Incidence and Related injuries/conditions

• Fractures of the carpal bones have been found to account for 8-18% of all hand fractures^23,24and ~6% of fractures overall.²⁵
• Fractures of the proximal carpals are more common than the distal carpals, and the most commonly fractured carpal bone is the scaphoid, which represents 58-89% of all carpal fractures.^23,24,26,27
• Fractures of the other 7 carpals are very rare and only account for ~1.1% of all fractures.
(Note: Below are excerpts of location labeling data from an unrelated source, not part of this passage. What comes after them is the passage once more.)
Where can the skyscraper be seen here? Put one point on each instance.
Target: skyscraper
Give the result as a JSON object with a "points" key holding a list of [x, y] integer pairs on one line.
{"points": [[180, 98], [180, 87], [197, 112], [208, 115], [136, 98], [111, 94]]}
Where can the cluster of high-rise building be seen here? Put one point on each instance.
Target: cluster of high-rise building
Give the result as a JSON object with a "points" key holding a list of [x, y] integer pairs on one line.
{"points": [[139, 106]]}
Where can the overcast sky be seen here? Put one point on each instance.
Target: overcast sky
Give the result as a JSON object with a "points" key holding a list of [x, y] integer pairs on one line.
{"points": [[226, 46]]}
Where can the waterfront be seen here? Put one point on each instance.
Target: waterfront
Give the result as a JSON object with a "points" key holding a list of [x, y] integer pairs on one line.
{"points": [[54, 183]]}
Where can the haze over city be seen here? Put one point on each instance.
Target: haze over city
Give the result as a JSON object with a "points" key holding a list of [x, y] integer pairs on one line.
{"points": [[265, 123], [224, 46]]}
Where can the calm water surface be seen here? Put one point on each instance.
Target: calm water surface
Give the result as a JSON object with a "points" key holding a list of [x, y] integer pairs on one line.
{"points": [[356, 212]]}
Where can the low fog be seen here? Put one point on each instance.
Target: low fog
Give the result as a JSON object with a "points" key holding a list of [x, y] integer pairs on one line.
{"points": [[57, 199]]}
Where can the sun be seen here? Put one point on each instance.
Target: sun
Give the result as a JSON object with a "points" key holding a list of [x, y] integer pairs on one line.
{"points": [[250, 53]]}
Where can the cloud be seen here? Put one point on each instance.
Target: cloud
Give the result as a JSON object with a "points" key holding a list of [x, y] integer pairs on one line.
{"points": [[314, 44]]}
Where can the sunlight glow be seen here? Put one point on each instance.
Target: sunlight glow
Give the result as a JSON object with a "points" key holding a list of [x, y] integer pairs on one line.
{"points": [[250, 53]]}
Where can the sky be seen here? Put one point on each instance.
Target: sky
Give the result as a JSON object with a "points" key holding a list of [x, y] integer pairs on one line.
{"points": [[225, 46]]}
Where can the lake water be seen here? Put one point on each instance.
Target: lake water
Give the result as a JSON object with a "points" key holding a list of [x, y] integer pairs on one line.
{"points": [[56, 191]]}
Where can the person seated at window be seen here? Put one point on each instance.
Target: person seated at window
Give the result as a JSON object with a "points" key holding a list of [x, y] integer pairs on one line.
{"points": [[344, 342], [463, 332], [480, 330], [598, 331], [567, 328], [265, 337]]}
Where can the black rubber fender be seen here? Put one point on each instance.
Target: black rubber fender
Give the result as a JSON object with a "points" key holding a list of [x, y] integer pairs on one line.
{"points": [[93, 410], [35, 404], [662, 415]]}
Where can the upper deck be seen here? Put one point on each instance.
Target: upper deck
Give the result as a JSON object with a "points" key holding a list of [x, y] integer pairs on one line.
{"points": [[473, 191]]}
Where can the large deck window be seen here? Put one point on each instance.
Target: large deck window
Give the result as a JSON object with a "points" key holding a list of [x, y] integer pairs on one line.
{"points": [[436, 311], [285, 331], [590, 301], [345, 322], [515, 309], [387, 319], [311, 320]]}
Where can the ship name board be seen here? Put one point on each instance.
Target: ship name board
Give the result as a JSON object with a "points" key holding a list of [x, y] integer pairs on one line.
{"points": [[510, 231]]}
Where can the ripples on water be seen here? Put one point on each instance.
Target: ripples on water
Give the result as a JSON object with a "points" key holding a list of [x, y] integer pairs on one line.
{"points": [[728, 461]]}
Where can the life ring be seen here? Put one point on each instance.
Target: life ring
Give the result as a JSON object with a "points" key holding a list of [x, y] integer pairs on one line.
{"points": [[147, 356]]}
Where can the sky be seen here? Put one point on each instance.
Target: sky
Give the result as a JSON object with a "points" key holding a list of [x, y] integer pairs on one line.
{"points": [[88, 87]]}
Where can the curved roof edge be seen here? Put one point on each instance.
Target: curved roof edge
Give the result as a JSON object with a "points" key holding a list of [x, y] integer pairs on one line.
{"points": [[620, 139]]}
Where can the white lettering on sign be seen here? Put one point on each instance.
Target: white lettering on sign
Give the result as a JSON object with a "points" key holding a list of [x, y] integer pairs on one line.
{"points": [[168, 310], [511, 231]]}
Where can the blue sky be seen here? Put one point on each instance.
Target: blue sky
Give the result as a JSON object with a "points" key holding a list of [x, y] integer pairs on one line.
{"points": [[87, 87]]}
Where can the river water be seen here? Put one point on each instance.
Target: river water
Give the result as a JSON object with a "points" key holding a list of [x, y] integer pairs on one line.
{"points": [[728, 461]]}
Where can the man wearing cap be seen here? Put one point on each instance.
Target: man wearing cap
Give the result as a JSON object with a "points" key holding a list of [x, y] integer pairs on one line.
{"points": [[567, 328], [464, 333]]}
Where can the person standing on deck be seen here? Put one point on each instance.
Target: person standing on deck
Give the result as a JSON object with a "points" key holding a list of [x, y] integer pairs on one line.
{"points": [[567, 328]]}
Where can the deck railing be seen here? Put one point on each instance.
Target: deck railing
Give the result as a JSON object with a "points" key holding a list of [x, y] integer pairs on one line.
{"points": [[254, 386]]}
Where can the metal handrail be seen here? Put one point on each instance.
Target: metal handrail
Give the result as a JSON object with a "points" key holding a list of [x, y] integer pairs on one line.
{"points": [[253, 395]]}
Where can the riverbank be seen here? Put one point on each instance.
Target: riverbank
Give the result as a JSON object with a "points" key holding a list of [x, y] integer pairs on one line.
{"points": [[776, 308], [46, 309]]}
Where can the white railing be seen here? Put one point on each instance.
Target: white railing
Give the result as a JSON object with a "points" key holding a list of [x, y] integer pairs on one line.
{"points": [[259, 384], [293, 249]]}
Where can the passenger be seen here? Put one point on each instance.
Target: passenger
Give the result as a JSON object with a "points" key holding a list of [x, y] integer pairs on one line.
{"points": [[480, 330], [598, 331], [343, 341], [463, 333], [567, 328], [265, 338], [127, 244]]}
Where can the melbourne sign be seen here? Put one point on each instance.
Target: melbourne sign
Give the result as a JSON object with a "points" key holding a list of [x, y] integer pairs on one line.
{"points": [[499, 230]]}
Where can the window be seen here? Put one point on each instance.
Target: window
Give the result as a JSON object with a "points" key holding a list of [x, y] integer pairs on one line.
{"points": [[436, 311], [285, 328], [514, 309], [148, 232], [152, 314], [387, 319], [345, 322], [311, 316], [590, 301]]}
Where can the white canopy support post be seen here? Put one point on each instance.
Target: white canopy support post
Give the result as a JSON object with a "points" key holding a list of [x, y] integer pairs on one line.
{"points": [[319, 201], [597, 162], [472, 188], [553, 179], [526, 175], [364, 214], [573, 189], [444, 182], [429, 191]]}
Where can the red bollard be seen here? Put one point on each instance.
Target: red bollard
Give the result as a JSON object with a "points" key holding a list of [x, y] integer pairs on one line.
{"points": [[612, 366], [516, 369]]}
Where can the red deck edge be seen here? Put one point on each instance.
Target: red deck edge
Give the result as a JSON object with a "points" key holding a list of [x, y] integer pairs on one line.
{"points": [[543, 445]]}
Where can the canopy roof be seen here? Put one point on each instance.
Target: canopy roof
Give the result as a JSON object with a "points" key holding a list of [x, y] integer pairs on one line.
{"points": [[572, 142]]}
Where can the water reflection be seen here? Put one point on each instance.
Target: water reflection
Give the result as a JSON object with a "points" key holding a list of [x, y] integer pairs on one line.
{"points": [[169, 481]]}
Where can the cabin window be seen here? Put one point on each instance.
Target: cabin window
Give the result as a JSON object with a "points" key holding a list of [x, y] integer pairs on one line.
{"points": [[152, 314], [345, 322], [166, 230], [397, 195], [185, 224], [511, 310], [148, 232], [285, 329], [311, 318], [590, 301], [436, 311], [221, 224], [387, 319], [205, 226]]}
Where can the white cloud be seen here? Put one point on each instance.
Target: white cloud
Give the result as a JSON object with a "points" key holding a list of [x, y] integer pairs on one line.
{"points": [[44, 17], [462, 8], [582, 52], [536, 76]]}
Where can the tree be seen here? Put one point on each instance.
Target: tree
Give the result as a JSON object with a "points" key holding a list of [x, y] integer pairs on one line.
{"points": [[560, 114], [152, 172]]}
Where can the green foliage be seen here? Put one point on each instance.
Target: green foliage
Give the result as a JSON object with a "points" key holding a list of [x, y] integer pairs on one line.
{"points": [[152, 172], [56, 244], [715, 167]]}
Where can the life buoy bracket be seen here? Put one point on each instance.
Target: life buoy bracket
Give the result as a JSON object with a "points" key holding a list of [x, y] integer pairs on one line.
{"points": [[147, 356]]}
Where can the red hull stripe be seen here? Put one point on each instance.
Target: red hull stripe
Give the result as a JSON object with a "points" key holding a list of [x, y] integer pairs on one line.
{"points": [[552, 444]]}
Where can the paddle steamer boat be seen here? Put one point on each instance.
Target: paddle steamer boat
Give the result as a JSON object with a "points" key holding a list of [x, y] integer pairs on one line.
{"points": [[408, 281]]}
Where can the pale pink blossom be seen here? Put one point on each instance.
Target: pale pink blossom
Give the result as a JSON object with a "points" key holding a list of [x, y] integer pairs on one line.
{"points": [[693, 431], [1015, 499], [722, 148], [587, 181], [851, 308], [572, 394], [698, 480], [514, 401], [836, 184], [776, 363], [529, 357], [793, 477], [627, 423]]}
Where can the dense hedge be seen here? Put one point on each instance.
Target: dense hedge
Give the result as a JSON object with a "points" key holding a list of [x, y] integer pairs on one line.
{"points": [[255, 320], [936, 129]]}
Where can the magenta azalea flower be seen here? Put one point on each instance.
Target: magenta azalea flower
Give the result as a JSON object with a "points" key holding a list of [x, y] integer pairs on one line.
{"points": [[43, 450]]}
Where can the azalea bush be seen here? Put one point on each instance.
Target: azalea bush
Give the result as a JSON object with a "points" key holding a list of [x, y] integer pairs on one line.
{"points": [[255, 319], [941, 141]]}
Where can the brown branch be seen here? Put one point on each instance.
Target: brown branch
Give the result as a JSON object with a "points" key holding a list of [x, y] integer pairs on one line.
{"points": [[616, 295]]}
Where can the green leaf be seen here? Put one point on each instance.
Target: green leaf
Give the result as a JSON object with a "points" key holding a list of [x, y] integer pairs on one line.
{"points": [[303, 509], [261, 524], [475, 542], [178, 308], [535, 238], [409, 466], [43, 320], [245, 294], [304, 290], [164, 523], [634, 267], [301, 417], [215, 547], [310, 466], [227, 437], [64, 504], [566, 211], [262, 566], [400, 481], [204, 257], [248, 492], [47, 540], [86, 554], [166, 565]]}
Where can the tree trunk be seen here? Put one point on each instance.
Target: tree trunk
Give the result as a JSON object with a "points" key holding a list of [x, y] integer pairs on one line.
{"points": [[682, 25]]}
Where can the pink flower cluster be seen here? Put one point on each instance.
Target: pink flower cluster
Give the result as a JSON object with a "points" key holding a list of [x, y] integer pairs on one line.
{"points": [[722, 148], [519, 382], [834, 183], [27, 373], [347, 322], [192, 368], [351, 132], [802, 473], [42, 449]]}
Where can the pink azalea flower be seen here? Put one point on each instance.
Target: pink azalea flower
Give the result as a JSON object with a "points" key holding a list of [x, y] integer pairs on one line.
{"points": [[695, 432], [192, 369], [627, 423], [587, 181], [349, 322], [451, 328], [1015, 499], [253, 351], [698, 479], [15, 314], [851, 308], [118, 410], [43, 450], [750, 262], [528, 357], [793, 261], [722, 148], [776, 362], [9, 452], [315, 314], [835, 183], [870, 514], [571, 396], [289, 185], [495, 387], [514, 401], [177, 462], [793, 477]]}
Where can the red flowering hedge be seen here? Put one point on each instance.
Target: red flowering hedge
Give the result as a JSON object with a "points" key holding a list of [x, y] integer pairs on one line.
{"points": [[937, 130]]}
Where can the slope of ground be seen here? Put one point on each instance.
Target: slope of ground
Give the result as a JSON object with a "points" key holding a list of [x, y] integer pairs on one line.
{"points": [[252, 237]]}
The triquetrum ranks highest of these bones, while fractures of the remaining carpals are even less common and vary in incidence.^28-30
• The incidence of pisiform fractures has been estimated at between 0.2-2% of all carpal fractures.^11,24,27,31
• About 50% of pisiform fractures occur in isolation, while the other 50% are associated with other wrist injuries, such as a perilunate dislocation, distal radius fracture, or additional carpal fracture.^1,11

Work-up Options

• Routine X-rays
  • Pisiform fractures are difficult to recognize on routine radiographic views because of the fracture’s orientation, improper wrist positioning, superimposition of adjacent bones, or an inadequate number of projections. Nonetheless, it is advisable to use these films as the first step in evaluating possible pisiform fracture because they are readily available and inexpensive.
  • A posteroanterior (PA) view will demonstrate transverse and sagittal fractures, while a lateral projection may show coronal fractures; however the pisiform may be obscured by overlapping other bones on both the lateral and standard oblique views.¹¹
• Special X-ray views
  • A 30° or 45° supinated oblique view in slight extension is helpful for demonstrating fractures in the coronal plane and also shows the pisotriquetral joint.^10,11
  • A carpal tunnel view is also beneficial for showing coronal fractures, but this view can be difficult to obtain in the acute setting, as dorsiflexion is limited by pain.^10-12
  • A clenched fist PA view with the wrist held in ulnar deviation may also assist the diagnosis.²
• CT scan
  • Typically recommended if suspicion of fracture is high, other exams are negative, and the patient remains symptomatic, although some authors recommend systematic use of CT scan for all wrist injuries.^3,11
  • CT scans can provide useful additional information about fracture morphology and displacement, especially if they are not in the scan plane.^2,11
• MRI
  • Useful for confirming a pisiform fracture diagnosis, especially if radiographs were negative and suspicion remains. May show bone marrow edema within the pisiform, which can indicate a fracture and associated soft tissue injuries.⁴
• Bone scan

A typical patient is a 34-year-old right-handed woman who is an avid mountain biker. During a recent ride, she failed to see a divot on the bike trail and rode her front wheel directly into it, which caused the bike to flip forward and sent her over the handlebars. She landed a few feet in front of the divot with her hands outstretched, wrists extended, and forearms pronated and adducted.  Her left wrist absorbing the brunt of the impact and the force created by her body weight accelerating through the air during the fall. The force fractured the pisiform and triquetrum of her left wrist, and resulted in severe pain and inflammation, which led her to seek out immediate treatment at the emergency department.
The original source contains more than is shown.